The yen and the franc were used to fund such trades until the global financial crisis blew up in September 2008, each returning an average 11 percent per annum, according to Citi. Later, when the US Federal Reserve introduced its ultra-easy monetary policy, the dollar usurped their role. But with the Fed looking increasingly likely to end its quantitative easing programme this June and seeking to normalise monetary policy, the dollar's dominant role in funding carry trades as investors take on more risk may be coming to an end.
"Releveraging should be bearish for the Swiss franc and I think the trend is turning for the currency (to weaken)," said Chris Turner, head of FX strategy at ING. "We're not looking for the SNB to raise rates until Q4. If the Fed does change its stance and starts to normalise policy, the dollar may get an initial 3-5 percent rally," he added. The SNB held its target interest rate at 0.25 percent at its quarterly meeting in March. A weak dollar slipped to record lows against the franc this week but investors believe the SNB will be reluctant to raise rates and push the franc higher for fear of threatening an economic recovery.
MORE LOSSES IN STORE Marcus Hettinger, global FX strategist at Credit Suisse, said the SNB was likely to hold off from raising interest rates for the time being and that this would see the franc come under more pressure, especially against the euro. He sees the euro moving towards a target of 1.3500 francs by year-end. Euro/Swiss currently trades around 1.3020, off a record low of 1.24 hit at the end of December. "Our fair value models using PPP (purchasing power parity), show fair value for the franc against the euro is around 1.40 francs," Hettinger said.
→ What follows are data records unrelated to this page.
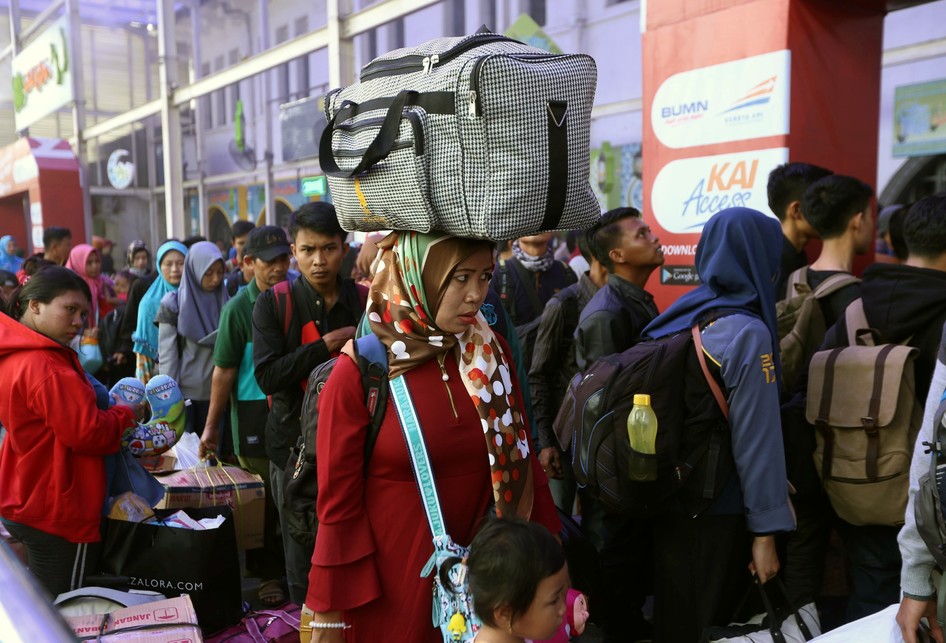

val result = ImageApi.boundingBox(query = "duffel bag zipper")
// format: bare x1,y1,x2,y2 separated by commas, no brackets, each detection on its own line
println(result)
333,141,413,158
467,54,569,118
335,111,424,156
360,33,516,82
A rate rise from the European Central Bank last week helped to push the spread between two-year euro zone and Swiss rate swap yields out to around 1.7 percent. The spread last reached this level at the beginning of 2009, when euro/Swiss was trading around 1.50 francs. This gives the franc further scope to fall over the course of this year.
Latest IMM speculative positioning data shows those holding Swiss longs in the ascendancy, also suggesting the franc may fall, though longs were halved in the week to April 5. Indeed, currency fund managers are actively shorting the Swiss currency for use in carry trades.
"We are short the Swiss franc but only against the Norwegian crown," said Dennis van den Bosch, senior portfolio manager at Henderson Global Investors, which has 61.6 billion pounds of assets under management. The Norwegian crown's tight correlation with surging oil prices makes it an attractive bet. Norwegian key rates are currently 2 percent, with the Norges Bank attaching a strong possibility that they will need to rise by mid-2011.
SHORT YEN AND FRANC FOR BETTER RETURNS Some analysts say more investors may prefer to sell the Swiss franc once the investment community realises this strategy is generating healthy returns.
"A rapid realisation that carry traders are earning superior returns, with the bulk of those returns coming on the short side of the equation in Swiss franc and yen rather than on the long side of the equation in Aussie and the Norwegian crown, would likely lead to further CHF and JPY weakening in the weeks ahead," Citi said in a note.
With the nuclear crisis in Japan still far from resolved, there is a lingering threat that large repatriation flows by Japanese investors could throw a spanner into yen-funded carry trades. In that scenario, investors' use of the franc as the main funding currency may increase. "If events in Japan continue to worsen and become a key focus for risk, this increases chances of the Swiss franc being used to fund carry trades instead of the yen," said Chris Walker currency strategist at UBS.